Od stycznia do maja eksport rosyjskiego gazu do Europy i Turcji spadł o prawie 28 proc. do 61 mld m3, poinformował w środę rosyjski koncern. To o 23,2 miliarda metrów sześciennych mniej niż w tym samym okresie w 2021 roku. Całkowite wydobycie gazu przez Gazprom w tym okresie również spadło o 5 proc. do nieco ponad 211 mld m3.
Firma dodała, że eksport gazu do Chin rośnie dzięki długoterminowemu kontraktowi między Gazpromem a chińską firmą energetyczną CNPC, ale nie podała żadnych danych liczbowych.
Czytaj więcej: Polakom nie straszne drogie paliwo? Rekordowe wyniki w I kw. 2022 roku
Ogromne dywidendy wypłacane akcjonariuszom
Ignorując trudne perspektywy rynkowe, Gazprom ogłosił rekordowo wysokie dywidendy od swoich akcji za 2021 r., w wysokości 1,24 bln rubli tj. 20,7 mld dolarów. Rosyjski rząd ma otrzymać nieco ponad połowę tej kwoty, ponieważ posiada ponad 50 proc. udziałów w firmie.

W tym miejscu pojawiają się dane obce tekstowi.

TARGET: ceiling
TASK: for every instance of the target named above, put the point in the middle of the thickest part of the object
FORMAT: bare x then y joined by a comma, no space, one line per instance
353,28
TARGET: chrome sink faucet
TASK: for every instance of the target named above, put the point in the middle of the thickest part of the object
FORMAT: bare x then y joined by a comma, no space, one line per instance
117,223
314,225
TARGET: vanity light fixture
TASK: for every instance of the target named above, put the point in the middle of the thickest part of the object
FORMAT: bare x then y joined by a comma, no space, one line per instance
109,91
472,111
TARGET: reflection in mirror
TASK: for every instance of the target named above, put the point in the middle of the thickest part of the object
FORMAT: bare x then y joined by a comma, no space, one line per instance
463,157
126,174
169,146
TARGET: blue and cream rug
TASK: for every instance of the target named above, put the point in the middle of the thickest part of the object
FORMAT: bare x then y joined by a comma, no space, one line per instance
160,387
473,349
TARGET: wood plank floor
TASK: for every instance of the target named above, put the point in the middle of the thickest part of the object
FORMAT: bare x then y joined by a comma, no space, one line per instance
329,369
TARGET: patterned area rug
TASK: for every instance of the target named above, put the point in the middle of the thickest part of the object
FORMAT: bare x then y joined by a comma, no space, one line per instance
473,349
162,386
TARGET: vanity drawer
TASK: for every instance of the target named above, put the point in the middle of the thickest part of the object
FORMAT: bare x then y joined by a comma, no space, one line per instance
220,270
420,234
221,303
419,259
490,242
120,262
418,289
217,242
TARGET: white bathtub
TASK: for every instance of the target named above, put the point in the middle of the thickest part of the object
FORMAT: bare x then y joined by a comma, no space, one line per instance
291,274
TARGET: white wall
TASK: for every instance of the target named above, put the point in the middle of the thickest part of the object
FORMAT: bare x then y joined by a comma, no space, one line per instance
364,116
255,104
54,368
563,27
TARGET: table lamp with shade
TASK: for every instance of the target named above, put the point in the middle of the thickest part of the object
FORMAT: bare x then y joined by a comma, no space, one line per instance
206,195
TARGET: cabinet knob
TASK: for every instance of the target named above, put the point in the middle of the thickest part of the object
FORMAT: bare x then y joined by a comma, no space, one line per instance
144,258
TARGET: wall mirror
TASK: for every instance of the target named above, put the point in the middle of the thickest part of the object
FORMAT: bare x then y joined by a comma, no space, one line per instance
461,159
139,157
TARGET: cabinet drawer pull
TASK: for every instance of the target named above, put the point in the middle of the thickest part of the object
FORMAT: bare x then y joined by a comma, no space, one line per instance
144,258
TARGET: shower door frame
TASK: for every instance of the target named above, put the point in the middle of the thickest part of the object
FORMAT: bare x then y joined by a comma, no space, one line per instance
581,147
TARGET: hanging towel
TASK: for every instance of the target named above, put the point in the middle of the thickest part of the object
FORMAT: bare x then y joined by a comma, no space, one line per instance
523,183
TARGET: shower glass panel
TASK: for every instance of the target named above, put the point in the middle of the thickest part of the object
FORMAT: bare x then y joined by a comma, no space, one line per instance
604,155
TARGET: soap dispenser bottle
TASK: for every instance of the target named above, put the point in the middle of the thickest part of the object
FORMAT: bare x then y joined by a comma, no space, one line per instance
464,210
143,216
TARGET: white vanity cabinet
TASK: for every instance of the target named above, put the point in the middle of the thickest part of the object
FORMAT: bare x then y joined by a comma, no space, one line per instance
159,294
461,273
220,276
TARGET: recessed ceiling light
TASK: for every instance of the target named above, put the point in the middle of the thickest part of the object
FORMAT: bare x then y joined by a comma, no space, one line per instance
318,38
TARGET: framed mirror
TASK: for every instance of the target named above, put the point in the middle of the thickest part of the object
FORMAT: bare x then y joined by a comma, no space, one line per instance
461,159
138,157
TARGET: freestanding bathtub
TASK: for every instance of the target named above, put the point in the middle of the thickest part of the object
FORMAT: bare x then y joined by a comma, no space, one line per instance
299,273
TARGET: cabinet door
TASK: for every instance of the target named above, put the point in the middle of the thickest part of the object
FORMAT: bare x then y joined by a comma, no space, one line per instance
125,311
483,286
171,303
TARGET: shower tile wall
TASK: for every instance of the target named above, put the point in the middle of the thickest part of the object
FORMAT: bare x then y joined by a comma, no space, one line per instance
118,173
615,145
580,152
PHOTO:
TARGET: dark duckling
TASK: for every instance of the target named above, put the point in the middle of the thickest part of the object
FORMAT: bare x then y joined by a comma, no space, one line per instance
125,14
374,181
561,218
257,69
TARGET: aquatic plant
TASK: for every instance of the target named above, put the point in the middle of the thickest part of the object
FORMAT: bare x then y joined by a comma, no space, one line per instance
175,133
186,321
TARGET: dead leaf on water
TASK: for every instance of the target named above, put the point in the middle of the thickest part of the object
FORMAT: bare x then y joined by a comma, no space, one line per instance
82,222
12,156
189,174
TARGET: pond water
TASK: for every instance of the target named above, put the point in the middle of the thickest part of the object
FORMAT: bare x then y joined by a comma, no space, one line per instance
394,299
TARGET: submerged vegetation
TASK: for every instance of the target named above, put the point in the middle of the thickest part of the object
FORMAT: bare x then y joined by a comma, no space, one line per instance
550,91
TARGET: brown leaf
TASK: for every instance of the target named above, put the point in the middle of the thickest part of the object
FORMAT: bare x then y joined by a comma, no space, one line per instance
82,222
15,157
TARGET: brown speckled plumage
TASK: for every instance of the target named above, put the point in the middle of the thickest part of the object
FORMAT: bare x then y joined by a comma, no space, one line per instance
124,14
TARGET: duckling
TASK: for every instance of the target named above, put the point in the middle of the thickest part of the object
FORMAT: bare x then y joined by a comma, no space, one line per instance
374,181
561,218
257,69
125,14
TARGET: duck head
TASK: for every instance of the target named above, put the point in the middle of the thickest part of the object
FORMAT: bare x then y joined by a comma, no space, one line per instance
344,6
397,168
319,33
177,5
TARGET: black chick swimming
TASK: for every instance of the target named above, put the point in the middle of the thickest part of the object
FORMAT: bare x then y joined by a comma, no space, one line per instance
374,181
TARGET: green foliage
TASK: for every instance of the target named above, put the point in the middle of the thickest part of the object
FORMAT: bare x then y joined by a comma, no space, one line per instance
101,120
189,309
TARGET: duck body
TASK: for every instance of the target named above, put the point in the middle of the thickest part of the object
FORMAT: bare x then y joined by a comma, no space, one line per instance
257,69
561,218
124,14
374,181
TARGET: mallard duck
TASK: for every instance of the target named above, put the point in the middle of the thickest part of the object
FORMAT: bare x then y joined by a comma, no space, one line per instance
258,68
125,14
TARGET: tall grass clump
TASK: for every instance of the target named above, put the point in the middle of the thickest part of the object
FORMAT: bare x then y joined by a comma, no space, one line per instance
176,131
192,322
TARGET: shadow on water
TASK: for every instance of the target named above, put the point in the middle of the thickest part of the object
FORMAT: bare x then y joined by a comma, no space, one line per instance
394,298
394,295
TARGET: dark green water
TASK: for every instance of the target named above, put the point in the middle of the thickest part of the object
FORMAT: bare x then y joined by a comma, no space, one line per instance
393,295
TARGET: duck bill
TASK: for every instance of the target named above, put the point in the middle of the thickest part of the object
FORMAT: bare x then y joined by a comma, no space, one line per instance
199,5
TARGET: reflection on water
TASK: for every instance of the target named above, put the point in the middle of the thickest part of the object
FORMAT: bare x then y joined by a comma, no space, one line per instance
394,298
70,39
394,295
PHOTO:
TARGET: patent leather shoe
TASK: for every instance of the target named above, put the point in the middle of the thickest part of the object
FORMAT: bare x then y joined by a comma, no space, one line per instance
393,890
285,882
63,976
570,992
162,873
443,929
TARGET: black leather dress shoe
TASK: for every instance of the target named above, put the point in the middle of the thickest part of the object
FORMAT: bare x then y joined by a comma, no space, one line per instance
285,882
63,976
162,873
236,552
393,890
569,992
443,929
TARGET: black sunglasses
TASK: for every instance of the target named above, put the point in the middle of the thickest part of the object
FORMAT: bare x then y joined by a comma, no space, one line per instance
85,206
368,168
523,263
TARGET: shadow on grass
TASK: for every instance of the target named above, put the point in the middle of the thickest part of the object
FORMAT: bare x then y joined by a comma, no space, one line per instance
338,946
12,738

Partner zarządzający moskiewskiej firmy konsultingowej RusEnergy, Michaił Krutikhin, zasugerował, że tak wysoka wypłata może być związana z dodatkowymi wydatkami, jakie rosyjskie władze ponoszą w związku z inwazją na Ukrainę.
Według Krutikhina, Kreml nie może spodziewać się podobnych dywidend za 2022 roku, ponieważ rentowność Gazpromu może spaść w wyniku mniejszego eksportu gazu.
Tymczasem ceny gazu na rynku kasowym spadły o prawie 6 proc. do około 89 euro za megawat w środowym handlu, według londyńskiej giełdy ICE Exchange. Zmianę tę przypisuje się doniesieniom o akceptowaniu nowego układu płatności przez dużych klientów Gazpromu w Europie.
Gazprom ogłosił, że od 1 czerwca wstrzymał dostawy gazu dla dwóch kolejnych odbiorców w Europie, po tym jak obaj odmówili akceptacji zmian w terminach płatności narzuconych przez spółkę zależną rosyjskiego koncernu zajmującą się handlem zagranicznym. Chodzi o Holandię i Danię.